I understand that the hardware requirements are steep, but I know there are people here with 4+ Spark clusters and I’m surprised I’m not seeing any talk about running GLM 5 locally. Is there a reason I’m only seeing talk about 4.6 and 4.7? From the looks of it, a 4-quant of GLM 5 should work fine on a 4 cluster of Sparks unless I’m missing something.
It’s massive. Even the NVFP4 variant (which wouldn’t run smoothly on the GB10 yet) is 400gb in size. I could imagine 8 nodes being able to run it slowly but it would probably be painfully slow.
I see discussions of Qwen3-397B-A17B running on just 2 sparks, so figured GLM-5 with 744B params and 40B active would work on 4. You might be right about speed, but people seem to be trying to push the limits on everything they can so they can post about it these days. With the model being a month old now, just kinda surprised me to see no discussion, which is why I’m asking.
Basically there aren’t viable 4 bit quants yet.
There is an Intel Autoround quant on that model but it’s with RTN (no tuning) and apparently has issues.
Once that’s fixed I imagine it will be tried. 40B active means it will be slow, though.
Ah ok, gotcha! Thanks!
Hi! I ran the FP8 version at around 8-10 token/s. (8 nodes). But didnt get the AWQ variant and/or MTP to work. Will try again in a while, when some fixes are merged. With AWQ and MTP working should expect around 25 token/s.
I’m trying to do this exactly. I think 5 machines should do…
However I’m not able to find a container I can use to run the model on spark with nvfp4. If anyone has ideas please let me know.
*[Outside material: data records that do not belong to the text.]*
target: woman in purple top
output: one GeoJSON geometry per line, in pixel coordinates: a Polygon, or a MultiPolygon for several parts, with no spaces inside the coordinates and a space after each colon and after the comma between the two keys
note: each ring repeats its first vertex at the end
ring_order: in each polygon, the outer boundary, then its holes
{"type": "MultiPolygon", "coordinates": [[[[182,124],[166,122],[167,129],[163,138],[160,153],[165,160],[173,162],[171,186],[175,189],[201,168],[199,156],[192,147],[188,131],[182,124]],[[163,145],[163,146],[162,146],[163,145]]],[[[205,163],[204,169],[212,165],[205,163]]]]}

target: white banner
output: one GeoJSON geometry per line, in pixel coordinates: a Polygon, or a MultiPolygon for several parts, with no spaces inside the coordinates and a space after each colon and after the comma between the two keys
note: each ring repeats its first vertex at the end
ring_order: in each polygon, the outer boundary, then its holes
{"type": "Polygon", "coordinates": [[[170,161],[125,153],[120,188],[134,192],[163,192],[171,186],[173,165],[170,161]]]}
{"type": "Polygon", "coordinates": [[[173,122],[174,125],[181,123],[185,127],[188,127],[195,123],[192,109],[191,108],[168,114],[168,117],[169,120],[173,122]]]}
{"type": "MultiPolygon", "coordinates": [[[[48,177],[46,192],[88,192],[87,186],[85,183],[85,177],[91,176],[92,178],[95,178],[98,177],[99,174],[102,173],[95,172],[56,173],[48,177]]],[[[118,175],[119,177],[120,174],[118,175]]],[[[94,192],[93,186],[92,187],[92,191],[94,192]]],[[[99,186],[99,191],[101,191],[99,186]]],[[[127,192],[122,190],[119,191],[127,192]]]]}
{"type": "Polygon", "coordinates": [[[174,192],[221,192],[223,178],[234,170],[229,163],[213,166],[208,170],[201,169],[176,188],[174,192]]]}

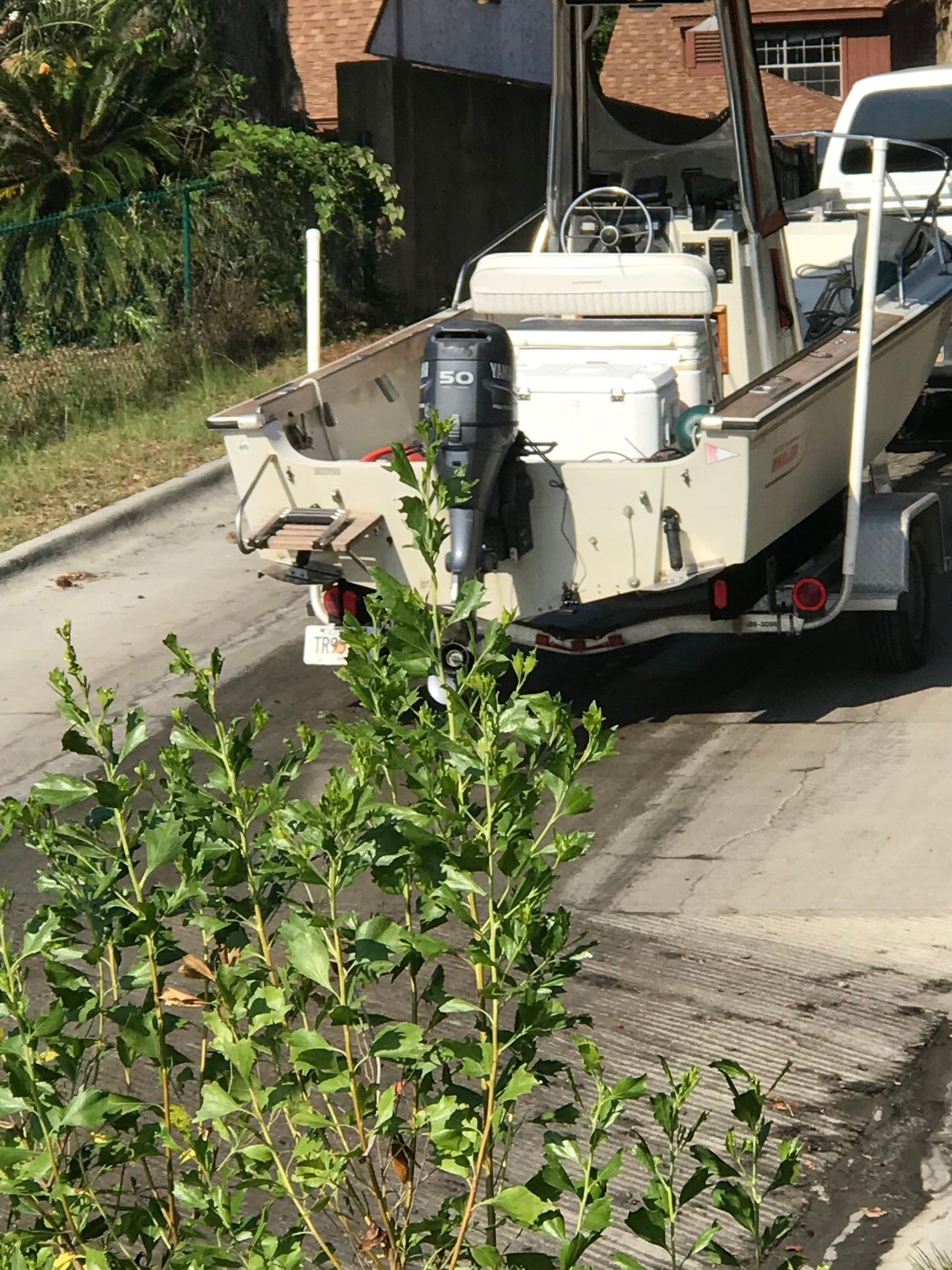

I would like to use nvfp4 optimized containers…
So I learned the hard way that I cannot run it on 5 machines, but have to run it on either 4 or 8, due to q heads and kv head counts on glm-5. Four gb10 machines don’t have enough ram to load at nvfp4 but eight do. No way I’m going to run all eight on it lol
I was about to say I thought these needed to be done in 2/4/8 configurations, but was waiting for your results. :-)
We live, we love, we lie…
TIL!
Best to wait until they release something like a 5 flash or 5.1 air/flash, just as they did with 4.5 air or 4.7 flash
There is an NVFP4 quant from Nvidia now: nvidia/GLM-5.1-NVFP4 · Hugging Face
Has anyone tried running this on 4 sparks?